Tuesday, September 07, 2010

Operators in Windows Search and Spotlight - Common and Similar

This is a narrowcast post. It's of interest to someone who ...
  1. Is a serious geek.
  2. Has to routinely find things in very large document and email collections.
  3. Uses both Windows Search (built into Vista/7, add-on for XP) and Spotlight for OS X.
If you're still reading we need to go out for a beer the next time you're in MSP. There are only 2-3 like us on earth.

In an earlier post I discussed operators in Spotlight. When I first posted I complained about the difficulty of reconciling Windows Search operators and Spotlight operators. It's tough enough to learn one set, but learning two is kinda painful.

My first impression was wrong though. It turns out that several operators work in both Spotlight and Windows Search. Below is a list of common operators, followed by a list of differing operators and conventions. I'll update both lists over time. I'm only including the ones I use, there are many more.

Common operators (work in both Windows Search and Spotlight)
  • author:
  • kind:folder
  • kind:contacts
  • kind:email
  • kind:music
  • date:>7/4/1776
  • Boolean rules with parens (AND, OR, NOT)
Differing operators (W|S)
  • Windows uses () to contain phrases, Spotlight uses quotes
  • kind:docs | kind:document
  • not available | kind:application
  • modified:3/7/08..3/10/08 | modified:3/7/08-3/10/08 (hyphen might work in Win)
I think Windows Search accepts a number of variations, so I'm going to try more OS X Spotlight operators and syntax with Windows Search and document what works. Even now, however, it's impressive how much commonality there is.
--
My Google Reader Shared items (feed)

Monday, September 06, 2010

Archiving email

In the 90s Slashdot was hot. There were no blogs, no feeds, just Slashdot and their commenting system.

Even at its peak, however, you could see the problems. There were hordes of comments on stories, but most were worthless. Good comments often arrived late, and were never ranked so never seen. Realtime before its time, and flawed in the same way realtime is now.

Slashdot is still around, but I rarely find anything novel there. Today was different. Someone asked a question I've wondered about for years ..
Ask Slashdot | Best Way To Archive Emails For Later Searching? (Anonymous)
... I have kept every email I have ever sent or received since 1990, with the exception of junk mail (though I kept a lot of that as well). I have migrated my emails faithfully from Unix mail, to Eudora, to Outlook, to Thunderbird and Entourage, though I have left much of the older stuff in Outlook PST files. To make my life easier I would now like to merge all the emails back into a single searchable archive — just because I can. 
But there are a few problems: a) Moving them between email systems is SLOW; while the data is only a few GB, it is hundred of thousands of emails and all of the email systems I have tried take forever to process the data. b) Some email systems (i.e.
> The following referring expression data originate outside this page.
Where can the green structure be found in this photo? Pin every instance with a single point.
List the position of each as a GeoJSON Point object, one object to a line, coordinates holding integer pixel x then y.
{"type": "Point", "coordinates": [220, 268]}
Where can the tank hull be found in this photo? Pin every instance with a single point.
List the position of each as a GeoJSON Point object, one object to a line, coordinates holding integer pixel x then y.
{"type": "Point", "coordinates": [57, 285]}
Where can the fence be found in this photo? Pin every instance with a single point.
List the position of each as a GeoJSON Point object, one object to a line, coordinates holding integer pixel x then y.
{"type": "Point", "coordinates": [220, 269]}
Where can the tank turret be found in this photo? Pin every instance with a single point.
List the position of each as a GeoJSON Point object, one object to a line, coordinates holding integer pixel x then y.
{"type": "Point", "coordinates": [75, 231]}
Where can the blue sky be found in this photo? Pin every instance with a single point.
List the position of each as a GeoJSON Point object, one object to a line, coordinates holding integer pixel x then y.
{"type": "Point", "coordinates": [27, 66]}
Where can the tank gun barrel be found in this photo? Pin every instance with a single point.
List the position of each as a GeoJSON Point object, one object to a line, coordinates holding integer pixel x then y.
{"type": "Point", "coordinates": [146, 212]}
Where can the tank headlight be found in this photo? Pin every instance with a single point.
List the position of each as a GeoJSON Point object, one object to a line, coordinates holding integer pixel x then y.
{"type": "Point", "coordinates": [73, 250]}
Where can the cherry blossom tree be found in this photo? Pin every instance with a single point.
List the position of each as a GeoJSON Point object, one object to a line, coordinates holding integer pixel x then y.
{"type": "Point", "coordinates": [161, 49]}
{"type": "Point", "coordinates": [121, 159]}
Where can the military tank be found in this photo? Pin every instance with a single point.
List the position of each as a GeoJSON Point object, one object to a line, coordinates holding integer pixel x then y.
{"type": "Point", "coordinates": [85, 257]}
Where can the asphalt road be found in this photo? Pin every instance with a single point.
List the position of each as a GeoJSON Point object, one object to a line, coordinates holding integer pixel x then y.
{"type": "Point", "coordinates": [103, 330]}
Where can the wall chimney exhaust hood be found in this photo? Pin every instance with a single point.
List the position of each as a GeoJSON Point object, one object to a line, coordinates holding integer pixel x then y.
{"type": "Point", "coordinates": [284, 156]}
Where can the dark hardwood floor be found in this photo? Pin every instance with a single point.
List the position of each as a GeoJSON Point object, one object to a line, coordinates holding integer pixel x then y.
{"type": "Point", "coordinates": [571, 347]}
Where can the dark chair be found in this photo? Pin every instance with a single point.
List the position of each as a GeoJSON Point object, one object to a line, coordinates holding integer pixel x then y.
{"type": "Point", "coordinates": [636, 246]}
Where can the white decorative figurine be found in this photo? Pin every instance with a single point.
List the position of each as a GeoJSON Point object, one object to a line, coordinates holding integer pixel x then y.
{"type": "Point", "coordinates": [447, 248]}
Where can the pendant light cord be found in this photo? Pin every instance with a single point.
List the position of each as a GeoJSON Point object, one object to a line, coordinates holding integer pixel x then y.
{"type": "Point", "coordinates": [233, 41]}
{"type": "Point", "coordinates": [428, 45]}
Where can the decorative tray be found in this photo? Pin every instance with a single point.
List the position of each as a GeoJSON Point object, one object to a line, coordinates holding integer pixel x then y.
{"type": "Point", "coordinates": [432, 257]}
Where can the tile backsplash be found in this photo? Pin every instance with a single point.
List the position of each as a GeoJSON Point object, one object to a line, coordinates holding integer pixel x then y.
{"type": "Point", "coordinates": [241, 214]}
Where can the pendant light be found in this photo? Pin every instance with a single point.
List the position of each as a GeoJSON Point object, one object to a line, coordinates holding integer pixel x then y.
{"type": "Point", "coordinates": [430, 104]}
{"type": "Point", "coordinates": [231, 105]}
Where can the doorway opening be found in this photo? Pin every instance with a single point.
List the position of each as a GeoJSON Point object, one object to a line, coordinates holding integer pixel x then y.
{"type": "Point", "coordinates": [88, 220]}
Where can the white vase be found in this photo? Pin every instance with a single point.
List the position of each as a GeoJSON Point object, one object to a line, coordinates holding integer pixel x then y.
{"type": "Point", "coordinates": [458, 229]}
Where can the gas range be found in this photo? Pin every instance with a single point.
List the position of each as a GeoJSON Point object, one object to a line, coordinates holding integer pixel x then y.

Outlook) become very sluggish when their database goes over a certain size. c) I don't want to leave them in a proprietary database, as within a few years the format becomes unsupported by the current generation of the software. d) I would like to be able to search the full text, keep the attachments, view HTML emails correctly and follow email chains. e) Because I use multiple operating systems, I would prefer platform independence. f) Since I hope to maintain and add emails for the foreseeable future, I would like to use some form of open standard. So, what would you recommend?'... 

I think I might still have my NCMail (Norton Commander Mail) archives, back before the public internet, when MCIMail was a great services. That was, by the way, one of the best email clients ever written.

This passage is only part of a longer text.